Today, faced with the emergence of new powers like China, India, Brazil, and Russia, the [European] continent will enter a phase of low economic growth and severely reduced political power along with a birth rate insufficient to sustain population [levels], even given higher expectations of longevity.

In the United States, meanwhile, 16 months into his presidency, Obama is moving firmly on the path to accelerate [a period of] social change in U.S. history comparable to that seen during the New Deal of Franklin Delano Roosevelt [in the late ’30s and early ’40s] and Lyndon B. Johnson in the ’60s. In one sense, Obama’s progressiveness is but an attempt to reverse the Reagan era of selfishness in which inequality increased, the rich became richer, and the poor poorer.

Viewed another way, one could say that what is happening today in the U.S. is an attempt to move a little toward the European model. The new social contract has included a state-funded economic stimulus plan to help the private sector pull out of economic recession, near-universal health insurance, a reconsideration of the national education system, financial support to expand scientific research, and a thorough review of laws and financial regulations that would prevent abuse by Wall Street bankers, now on the verge of being approved by Congress.

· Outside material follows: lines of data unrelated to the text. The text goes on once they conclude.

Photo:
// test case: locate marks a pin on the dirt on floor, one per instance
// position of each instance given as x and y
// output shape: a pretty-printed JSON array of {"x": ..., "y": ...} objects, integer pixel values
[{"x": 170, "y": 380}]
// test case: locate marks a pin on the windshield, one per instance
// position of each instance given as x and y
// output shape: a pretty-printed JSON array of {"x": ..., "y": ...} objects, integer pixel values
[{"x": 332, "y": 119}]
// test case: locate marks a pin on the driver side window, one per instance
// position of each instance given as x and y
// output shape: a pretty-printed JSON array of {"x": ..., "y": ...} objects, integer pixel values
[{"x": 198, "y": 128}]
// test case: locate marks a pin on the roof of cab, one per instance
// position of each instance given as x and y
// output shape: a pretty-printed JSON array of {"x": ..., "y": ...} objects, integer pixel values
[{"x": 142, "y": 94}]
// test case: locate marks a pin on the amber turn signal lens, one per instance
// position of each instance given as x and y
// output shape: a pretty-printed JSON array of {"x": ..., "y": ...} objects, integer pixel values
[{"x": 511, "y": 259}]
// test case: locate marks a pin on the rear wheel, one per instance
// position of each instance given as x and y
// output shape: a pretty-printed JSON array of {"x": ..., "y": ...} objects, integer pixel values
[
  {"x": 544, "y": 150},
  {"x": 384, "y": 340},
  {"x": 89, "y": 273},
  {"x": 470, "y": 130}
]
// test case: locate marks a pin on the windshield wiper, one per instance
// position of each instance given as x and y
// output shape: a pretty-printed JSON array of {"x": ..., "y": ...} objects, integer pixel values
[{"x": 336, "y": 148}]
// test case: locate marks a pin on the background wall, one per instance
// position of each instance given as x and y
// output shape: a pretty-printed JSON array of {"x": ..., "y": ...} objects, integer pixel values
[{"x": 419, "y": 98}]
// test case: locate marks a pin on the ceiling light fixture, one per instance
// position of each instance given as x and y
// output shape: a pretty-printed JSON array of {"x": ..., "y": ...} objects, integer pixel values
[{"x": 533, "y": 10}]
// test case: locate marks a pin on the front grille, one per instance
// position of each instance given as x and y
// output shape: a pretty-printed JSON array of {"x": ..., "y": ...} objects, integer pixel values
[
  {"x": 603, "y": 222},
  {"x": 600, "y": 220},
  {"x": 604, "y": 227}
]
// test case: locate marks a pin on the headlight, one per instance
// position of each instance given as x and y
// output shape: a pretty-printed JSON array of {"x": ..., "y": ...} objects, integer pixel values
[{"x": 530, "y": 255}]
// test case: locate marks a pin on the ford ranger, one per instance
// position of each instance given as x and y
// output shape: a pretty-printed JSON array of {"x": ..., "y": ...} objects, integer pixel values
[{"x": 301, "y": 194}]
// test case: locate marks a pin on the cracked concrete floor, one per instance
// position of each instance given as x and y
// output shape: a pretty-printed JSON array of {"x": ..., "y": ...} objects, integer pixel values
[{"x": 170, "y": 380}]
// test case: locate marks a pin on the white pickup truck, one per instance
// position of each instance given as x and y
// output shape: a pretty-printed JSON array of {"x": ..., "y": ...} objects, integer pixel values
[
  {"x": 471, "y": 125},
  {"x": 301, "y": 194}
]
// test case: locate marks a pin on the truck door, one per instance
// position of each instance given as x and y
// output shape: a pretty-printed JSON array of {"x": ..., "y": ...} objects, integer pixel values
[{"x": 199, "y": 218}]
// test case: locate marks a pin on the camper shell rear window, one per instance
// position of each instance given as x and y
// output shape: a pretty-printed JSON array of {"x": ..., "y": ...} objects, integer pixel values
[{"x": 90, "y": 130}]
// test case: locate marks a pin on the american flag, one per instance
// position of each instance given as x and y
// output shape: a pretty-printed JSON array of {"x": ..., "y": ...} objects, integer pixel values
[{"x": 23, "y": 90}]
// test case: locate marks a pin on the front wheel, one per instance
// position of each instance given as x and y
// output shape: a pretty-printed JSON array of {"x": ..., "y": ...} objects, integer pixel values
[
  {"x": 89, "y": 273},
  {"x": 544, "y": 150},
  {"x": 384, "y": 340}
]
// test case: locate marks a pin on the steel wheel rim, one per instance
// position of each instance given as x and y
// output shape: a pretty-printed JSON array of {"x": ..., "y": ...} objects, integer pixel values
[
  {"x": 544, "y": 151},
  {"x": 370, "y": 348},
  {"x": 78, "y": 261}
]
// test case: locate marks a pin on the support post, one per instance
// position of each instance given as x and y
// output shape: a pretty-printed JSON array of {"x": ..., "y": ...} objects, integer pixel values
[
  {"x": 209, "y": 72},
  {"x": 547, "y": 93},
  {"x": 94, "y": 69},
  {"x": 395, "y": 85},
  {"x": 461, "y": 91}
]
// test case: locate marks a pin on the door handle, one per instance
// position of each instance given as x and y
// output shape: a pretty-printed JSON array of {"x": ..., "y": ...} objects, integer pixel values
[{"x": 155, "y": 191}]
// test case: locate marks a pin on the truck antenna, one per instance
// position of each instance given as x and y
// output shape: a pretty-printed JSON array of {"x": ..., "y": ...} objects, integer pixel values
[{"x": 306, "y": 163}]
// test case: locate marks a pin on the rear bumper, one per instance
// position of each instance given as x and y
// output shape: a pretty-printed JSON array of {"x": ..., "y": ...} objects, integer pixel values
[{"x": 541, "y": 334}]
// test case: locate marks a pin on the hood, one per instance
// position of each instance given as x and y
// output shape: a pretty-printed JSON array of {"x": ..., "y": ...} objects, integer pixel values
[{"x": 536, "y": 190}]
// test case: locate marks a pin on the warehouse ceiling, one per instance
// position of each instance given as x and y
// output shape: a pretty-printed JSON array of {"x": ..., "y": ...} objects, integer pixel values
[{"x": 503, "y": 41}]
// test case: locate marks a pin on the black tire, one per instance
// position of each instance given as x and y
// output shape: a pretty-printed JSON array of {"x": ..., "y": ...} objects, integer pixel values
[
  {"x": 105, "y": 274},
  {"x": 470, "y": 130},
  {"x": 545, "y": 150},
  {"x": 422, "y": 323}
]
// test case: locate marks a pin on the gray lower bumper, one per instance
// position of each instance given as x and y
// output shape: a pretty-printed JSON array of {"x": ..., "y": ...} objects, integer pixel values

At the same time, Obama knows that the time when the United States can impose its will on the rest of the world is unquestionably over. He acknowledged that, in the new world order, there are other players who must be heard, even if their proposals contradict the current policies of the country that is still the wealthiest and most powerful in the world.

And this must be the sense in which the proposal by Brazil and Turkey, made without asking anyone’s permission, should be considered. We must see whether it is feasible and, if this is the case and if we can avoid a catastrophe, the expansion of global leadership would be welcome.